Less than one percent of Poland’s population are foreigners,  the lowest share of any European Union member country. At a human rights seminar on refugees this week in the northern Polish city of Torun, some Polish participants expressed concerns about possible security threats posed by refugees and their impact on Polish society. Others argued that as a leading EU member, Poland must show more European solidarity.

The Polish government last month joined most other EU members in endorsing a program to relocate 120,000 asylum seekers located in Greece and Italy, in addition to the 40,000 asylum seekers that countries previously agreed to take in. Poland is committed to receiving around 6,500 asylum seekers, including 900 Syrians to be resettled directly from Lebanon.

This is an important start, but it is vital the government goes further by making the case to the public that receiving and supporting those fleeing persecution is not only Poland’s legal obligation, but also an integral part of what it means to be European.

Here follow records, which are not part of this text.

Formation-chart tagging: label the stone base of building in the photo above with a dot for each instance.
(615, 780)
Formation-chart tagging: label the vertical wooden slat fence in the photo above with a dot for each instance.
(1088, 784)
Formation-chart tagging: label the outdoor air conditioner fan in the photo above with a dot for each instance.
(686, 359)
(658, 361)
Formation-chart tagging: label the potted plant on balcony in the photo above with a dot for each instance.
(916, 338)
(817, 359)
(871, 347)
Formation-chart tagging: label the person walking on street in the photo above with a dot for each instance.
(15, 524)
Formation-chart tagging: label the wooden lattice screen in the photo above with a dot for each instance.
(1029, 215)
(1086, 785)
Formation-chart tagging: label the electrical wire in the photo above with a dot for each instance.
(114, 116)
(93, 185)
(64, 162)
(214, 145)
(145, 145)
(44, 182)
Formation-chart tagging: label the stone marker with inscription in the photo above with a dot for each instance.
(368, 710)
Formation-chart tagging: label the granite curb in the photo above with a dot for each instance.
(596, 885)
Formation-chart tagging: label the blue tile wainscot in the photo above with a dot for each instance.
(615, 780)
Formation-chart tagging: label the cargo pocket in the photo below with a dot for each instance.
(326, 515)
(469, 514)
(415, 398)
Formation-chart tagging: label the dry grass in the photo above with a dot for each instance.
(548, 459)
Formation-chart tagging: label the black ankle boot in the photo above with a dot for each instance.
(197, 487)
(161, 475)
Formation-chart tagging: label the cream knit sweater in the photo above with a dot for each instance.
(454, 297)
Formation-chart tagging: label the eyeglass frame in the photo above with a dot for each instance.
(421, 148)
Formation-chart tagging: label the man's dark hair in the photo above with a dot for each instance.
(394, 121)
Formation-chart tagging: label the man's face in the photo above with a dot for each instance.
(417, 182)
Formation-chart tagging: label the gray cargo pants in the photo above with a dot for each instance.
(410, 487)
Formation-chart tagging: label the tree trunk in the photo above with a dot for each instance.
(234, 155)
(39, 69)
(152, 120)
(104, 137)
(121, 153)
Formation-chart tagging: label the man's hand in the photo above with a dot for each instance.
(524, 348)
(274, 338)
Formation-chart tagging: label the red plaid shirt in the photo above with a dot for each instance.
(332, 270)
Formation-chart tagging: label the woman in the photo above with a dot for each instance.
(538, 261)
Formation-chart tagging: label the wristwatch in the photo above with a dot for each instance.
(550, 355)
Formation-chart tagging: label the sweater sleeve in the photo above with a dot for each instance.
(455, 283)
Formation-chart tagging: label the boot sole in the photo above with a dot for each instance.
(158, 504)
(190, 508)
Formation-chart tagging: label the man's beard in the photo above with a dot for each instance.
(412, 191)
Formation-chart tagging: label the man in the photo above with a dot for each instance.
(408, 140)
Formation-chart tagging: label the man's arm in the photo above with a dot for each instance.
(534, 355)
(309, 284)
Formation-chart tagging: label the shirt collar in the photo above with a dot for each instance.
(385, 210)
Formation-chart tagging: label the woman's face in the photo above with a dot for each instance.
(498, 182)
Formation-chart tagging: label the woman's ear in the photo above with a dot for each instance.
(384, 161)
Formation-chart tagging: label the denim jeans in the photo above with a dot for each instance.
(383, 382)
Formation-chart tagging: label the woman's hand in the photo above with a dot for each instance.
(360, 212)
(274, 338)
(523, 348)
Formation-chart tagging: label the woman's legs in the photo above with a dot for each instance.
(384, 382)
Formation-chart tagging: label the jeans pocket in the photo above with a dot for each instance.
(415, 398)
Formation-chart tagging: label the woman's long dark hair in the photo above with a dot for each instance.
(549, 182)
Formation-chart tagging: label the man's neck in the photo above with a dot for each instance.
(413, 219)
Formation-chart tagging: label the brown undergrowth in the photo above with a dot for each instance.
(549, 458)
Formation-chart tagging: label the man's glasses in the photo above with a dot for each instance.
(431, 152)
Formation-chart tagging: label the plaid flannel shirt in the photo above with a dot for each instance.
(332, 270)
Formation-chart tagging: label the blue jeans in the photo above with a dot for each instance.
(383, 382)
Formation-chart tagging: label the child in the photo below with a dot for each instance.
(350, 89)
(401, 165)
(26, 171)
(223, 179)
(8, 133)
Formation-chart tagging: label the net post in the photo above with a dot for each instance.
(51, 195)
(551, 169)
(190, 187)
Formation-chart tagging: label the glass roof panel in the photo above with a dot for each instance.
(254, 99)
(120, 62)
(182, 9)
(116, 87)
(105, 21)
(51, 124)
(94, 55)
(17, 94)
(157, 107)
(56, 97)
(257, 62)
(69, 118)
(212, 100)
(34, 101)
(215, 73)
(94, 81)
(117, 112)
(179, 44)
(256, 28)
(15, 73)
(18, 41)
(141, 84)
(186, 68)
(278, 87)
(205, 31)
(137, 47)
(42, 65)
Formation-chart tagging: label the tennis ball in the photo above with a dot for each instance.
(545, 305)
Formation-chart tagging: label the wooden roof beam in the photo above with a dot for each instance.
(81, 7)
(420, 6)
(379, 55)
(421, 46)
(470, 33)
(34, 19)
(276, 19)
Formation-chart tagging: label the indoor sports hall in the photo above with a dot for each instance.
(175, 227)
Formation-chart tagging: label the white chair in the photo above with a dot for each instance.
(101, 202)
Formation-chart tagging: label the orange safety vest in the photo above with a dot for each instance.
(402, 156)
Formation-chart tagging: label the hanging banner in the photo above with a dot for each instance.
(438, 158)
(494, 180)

Poland has experience with taking in refugees. For instance, it received 80,000 in the 1990s from Chechnya. Poland’s national human rights ombudsman, Adam Bodnar, last week presented the government with a ‘road map’ for how the country should manage this time. It includes more elaborate integration programs, better housing and social welfare provisions, public education initiatives, and support for torture victims.

A commitment by the government to take such steps would be a positive signal – and not just to the organizers of this week’s refugee solidary events.